Nel corso del 2025, la Guardia di Finanza ha messo a segno importanti risultati nel contrasto all’evasione fiscale in Umbria, scoprendo oltre 190 evasori totali. Questi soggetti, che operavano senza dichiarare i loro redditi o senza essere registrati al fisco, sono stati individuati grazie ad una serie di controlli nel settore del sommerso d’azienda e del lavoro. Le indagini, condotte con l’obiettivo di ridurre l’evasione fiscale e contrastare l’elusione, hanno riguardato vari comparti economici e sono state intensificate nell’ambito della lotta contro i fenomeni di grande evasione e le frodi fiscali internazionali.

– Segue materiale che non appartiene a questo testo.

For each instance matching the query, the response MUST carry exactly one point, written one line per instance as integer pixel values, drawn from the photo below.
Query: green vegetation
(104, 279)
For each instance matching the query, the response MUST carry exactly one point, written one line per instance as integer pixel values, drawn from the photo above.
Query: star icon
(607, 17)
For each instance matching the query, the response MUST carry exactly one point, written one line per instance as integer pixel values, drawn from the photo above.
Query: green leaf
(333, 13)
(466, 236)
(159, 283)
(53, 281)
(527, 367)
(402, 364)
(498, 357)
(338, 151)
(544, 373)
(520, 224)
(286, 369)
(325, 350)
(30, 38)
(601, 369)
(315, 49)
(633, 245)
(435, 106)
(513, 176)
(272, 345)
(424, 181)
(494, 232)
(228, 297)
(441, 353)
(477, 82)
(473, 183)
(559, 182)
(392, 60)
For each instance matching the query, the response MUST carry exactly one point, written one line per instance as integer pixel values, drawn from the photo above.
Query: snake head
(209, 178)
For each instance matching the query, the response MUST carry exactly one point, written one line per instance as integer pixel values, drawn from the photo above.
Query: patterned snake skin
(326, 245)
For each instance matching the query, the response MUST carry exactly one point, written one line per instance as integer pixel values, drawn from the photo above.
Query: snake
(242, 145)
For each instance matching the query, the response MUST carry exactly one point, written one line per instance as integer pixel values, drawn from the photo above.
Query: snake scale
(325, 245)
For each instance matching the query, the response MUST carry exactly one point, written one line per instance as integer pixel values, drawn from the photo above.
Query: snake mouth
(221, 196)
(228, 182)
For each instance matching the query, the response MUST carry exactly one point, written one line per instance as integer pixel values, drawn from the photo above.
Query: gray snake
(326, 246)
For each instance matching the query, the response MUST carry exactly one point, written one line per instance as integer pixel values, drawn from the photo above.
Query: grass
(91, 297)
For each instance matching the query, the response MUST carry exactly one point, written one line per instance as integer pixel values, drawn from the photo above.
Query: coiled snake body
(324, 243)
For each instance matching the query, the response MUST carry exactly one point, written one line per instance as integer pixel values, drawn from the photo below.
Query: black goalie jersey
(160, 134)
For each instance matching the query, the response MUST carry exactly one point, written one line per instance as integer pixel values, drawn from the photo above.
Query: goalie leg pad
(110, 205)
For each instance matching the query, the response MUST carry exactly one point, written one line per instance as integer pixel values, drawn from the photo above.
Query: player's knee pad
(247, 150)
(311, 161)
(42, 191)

A rivelarlo è stato il generale Francesco Mazzotta, comandante regionale della Guardia di Finanza dell’Umbria, durante il tradizionale scambio di auguri di fine anno. Presenti anche il colonnello Giampaolo Querqui, capo di Stato maggiore del Comando regionale Umbria, e i comandanti provinciali di Perugia e Terni, Stefano Pietrosanto e Mauro Marzo, che hanno sottolineato l’importanza del lavoro svolto dai reparti umbri.
Nel dettaglio, sono stati eseguiti oltre 700 controlli che hanno portato alla scoperta di 160 lavoratori in nero e 80 irregolari. L’attenzione della Guardia di Finanza si è concentrata anche sulle strutture ricettive, in particolare quelle nel settore turistico, per identificare operatori abusivi o irregolari, un fenomeno che risulta particolarmente rilevante in un territorio con una forte vocazione turistica. I controlli in questo ambito sono stati predisposti anche in collaborazione con le associazioni di categoria, per monitorare la regolarità delle imprese locali.

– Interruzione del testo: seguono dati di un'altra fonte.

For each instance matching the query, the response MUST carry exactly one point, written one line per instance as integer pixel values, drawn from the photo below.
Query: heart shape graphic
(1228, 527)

L’azione operativa si è estesa anche al contrasto agli illeciti in materia di spesa pubblica, con particolare attenzione ai fondi del Pnrr. La Guardia di Finanza ha continuato a svolgere un ruolo cruciale nella gestione dei fondi pubblici, assicurandosi che non venissero deviati da attività illecite.
In parallelo, l’azione contro la criminalità economico-finanziaria ha avuto come obiettivo quello di proteggere il sistema economico e il mercato legale da infiltrazioni criminali, impedendo l’ingresso di capitali illeciti. In questo ambito, sono stati sequestrati oltre 130 chili di stupefacenti, con circa 40 persone denunciate per reati legati alla droga. La lotta alla criminalità ha coinvolto anche l’aeroporto internazionale San Francesco d’Assisi di Perugia, dove la Guardia di Finanza ha collaborato con l’Adm (Agenzia delle Dogane e dei Monopoli) per reprimere violazioni valutarie e altri illeciti.